3.7. Analysis of Flavonoid Biosynthesis Pathway

In addition to plant hormones, flavonoids were also the key metabolites mined by the KEGG database, and the interaction of DEGs and DAMs related to the flavonoid biosynthesis pathway was further analyzed (Figure 8A). Compared with MM, the content of myricetin in TM and PM was lower. Apigenin-7-O-(2′-apiosyi) glucoside (Apiin)*, Apigenin-6-C-glucoside (lsovitexin)*, Apigenin-8-C-Glucoside (Vitexin)*, Quercetin-3-O-Sulfonate, Kaempferol-3-O-sophoroside, Luteolin (5,7,3′,4′-Tetrahydroxyflavone), Kaempferol-3-O-glucoside (Astragalin)*, Quercetin-3-O-rhamnoside (Quercitrin) metabolites showed higher levels (Figure 8C). The expression of five genes (Cluster-50467.2, Cluster-56007.4, Cluster-13943.1, Cluster-61068.6, Cluster-65559.12) related to flavonoid biosynthesis pathway was highly co-upregulated, and the expression of five genes (Cluster-34296.1, Cluster-27453.0, Cluster-21185.6, Cluster-25321.0, Cluster-19808.8) was co-downregulated (Figure 8B).

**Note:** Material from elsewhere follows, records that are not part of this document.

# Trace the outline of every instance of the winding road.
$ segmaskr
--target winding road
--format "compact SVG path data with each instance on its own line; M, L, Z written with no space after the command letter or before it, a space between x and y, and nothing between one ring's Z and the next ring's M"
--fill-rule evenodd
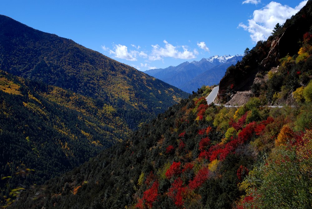
M210 93L209 94L207 97L206 97L206 101L207 101L207 103L208 104L210 104L212 102L214 102L215 100L216 99L216 97L217 97L217 95L218 95L218 92L219 92L219 86L217 86L216 87L212 89L212 90L211 91ZM221 105L219 104L216 104L214 103L215 105L217 105L217 106L222 106L222 105ZM234 105L223 105L225 107L239 107L242 106L242 105L240 105L239 106L236 106ZM273 105L273 106L262 106L261 107L278 107L279 108L281 108L284 106L280 106L280 105ZM295 106L290 106L291 107L294 107Z
M206 97L206 100L207 101L207 103L209 104L213 102L214 101L217 97L217 95L218 95L218 92L219 92L219 86L217 86L212 89L210 93L209 94L207 97Z

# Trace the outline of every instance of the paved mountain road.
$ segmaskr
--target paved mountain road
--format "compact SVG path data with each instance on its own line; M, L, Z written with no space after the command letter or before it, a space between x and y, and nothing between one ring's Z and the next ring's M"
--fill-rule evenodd
M212 102L214 102L215 99L216 99L216 97L217 97L217 96L218 95L218 92L219 92L219 86L217 86L212 89L212 90L211 91L210 93L209 94L207 97L206 97L206 100L207 101L207 103L208 104L210 104ZM221 105L219 104L216 104L215 103L215 105L217 105L217 106L222 106L222 105ZM223 105L225 107L240 107L242 106L242 105L240 105L239 106L236 106L234 105ZM267 106L266 105L265 106L262 106L261 107L278 107L279 108L281 108L284 106L280 106L280 105L273 105L273 106ZM294 107L295 106L290 106L290 107Z
M214 100L217 97L217 95L218 95L218 92L219 92L219 86L217 86L212 89L210 93L209 94L207 97L206 97L206 100L207 101L207 103L210 104L211 102L213 102Z

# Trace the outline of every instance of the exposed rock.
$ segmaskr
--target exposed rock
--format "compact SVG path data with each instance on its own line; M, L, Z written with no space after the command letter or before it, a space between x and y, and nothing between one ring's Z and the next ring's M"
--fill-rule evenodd
M237 92L232 97L232 99L229 101L229 102L225 104L228 105L243 105L253 96L253 94L251 91Z

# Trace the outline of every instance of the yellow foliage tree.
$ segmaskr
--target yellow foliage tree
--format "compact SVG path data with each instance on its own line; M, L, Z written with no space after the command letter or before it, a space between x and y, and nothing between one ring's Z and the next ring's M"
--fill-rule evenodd
M277 138L275 140L275 145L277 146L284 145L285 142L291 139L294 136L294 132L287 124L284 125L280 130Z
M305 101L305 97L303 96L303 87L301 87L297 88L296 91L293 92L293 96L296 102L302 102Z

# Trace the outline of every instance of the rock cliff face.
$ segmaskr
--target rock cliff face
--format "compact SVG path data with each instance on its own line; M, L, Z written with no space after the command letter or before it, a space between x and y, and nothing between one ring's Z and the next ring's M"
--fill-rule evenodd
M311 2L309 1L300 11L287 20L279 32L266 41L258 42L241 62L227 69L220 81L219 97L231 91L250 90L257 73L265 74L277 67L281 58L297 54L303 35L310 30Z

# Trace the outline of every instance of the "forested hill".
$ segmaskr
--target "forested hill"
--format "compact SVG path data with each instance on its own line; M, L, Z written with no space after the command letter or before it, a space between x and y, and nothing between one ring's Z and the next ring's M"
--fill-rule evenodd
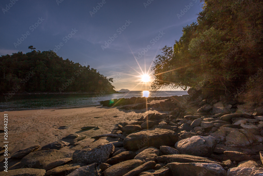
M153 90L217 89L263 93L263 2L204 0L196 22L165 46L153 68Z
M116 92L107 78L52 51L33 50L0 57L0 91L17 92Z

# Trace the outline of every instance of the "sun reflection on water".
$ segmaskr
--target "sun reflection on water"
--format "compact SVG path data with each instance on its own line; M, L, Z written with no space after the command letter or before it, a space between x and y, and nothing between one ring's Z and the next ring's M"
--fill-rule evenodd
M149 91L143 91L143 97L149 97Z

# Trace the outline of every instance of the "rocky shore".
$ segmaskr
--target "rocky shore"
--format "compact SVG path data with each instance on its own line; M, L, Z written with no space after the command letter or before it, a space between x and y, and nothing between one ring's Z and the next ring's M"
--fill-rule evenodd
M83 139L74 133L41 149L38 145L20 150L8 159L20 162L0 175L262 175L263 108L247 107L222 96L189 94L102 102L124 106L120 109L147 107L170 112L119 123L110 134L92 138L114 141L92 149L63 150ZM83 129L89 127L96 127Z

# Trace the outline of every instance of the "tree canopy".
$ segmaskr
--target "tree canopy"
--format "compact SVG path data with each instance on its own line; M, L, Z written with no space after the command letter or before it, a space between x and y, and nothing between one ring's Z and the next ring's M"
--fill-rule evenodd
M0 57L0 91L16 92L116 92L107 78L52 51L33 50Z
M197 85L229 93L263 65L263 2L205 0L196 22L183 28L173 47L163 48L151 87L186 89Z

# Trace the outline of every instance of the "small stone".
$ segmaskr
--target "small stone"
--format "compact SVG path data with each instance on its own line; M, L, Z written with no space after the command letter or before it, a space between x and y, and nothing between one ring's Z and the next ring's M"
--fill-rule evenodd
M112 165L107 163L102 163L100 165L99 168L103 172L111 166L112 166Z

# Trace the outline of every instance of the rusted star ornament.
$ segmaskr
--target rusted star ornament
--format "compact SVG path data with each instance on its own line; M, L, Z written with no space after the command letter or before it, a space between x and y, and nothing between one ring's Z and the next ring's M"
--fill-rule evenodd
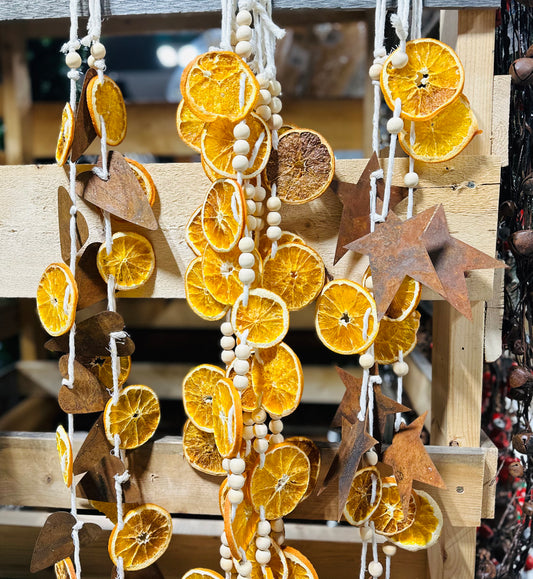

3.8. Expression Validation of RNA-Seq Data by RT-qPCR

To verify the reliability of the transcriptome data, 20 DEGs obtained from RNA-Seq were selected for qRT-PCR analysis. These DEGs were distributed in multiple KEGG pathways and had significantly different expression levels between TT and MT. The primer sequences used for RT-qPCR analysis are detailed in Supplementary Table S1. The Ct average values for GAPDH ranged between 19.7047 (TT) and 20.0176 (MT) across all samples, indicating stable expression under experimental conditions. The results showed that the expression levels of these DEGs were consistent with the FPKM values detected by RNA-Seq (Figure 9), confirming the reliability of the analysis data from the transcriptome.

4. Discussion

4.1. Transcriptional Regulation of Flowering Time in Camellia

Transcription factors serve as key regulators in orchestrating diverse aspects of plant growth and development, with particular importance in mediating the floral transition. In Camellia, we identified differential expression of bHLH, MYB, C3H, B3, NAC, and C2H2-ZFPs families (Figure 3A), aligning with known floral regulation mechanisms in model plants [32,33,34]. bHLH TFs showed predominant downregulation in hybrid (TT) and paternal (PT) lines compared to maternal (MT) plants, suggesting potential negative regulatory roles in flowering initiation. This contrasts with Arabidopsis models, where bHLH48 directly activates FT [32], highlighting species-specific adaptations. MYB suppression parallels observations in Prunus species, where MYB-CDC5 represses flowering through FLC activation [33]. The C2H2 zinc finger protein (C2H2-ZFPs) were upregulated, consistent with their reported involvement in photoperiodic regulation via FLC chromatin modification [34]. These findings suggest evolutionary divergence in TF regulatory networks between Camellia and model species. Future studies should prioritize functional validation of CsbHLH and CsMYB using genetic engineering technology to confirm their roles in flowering suppression.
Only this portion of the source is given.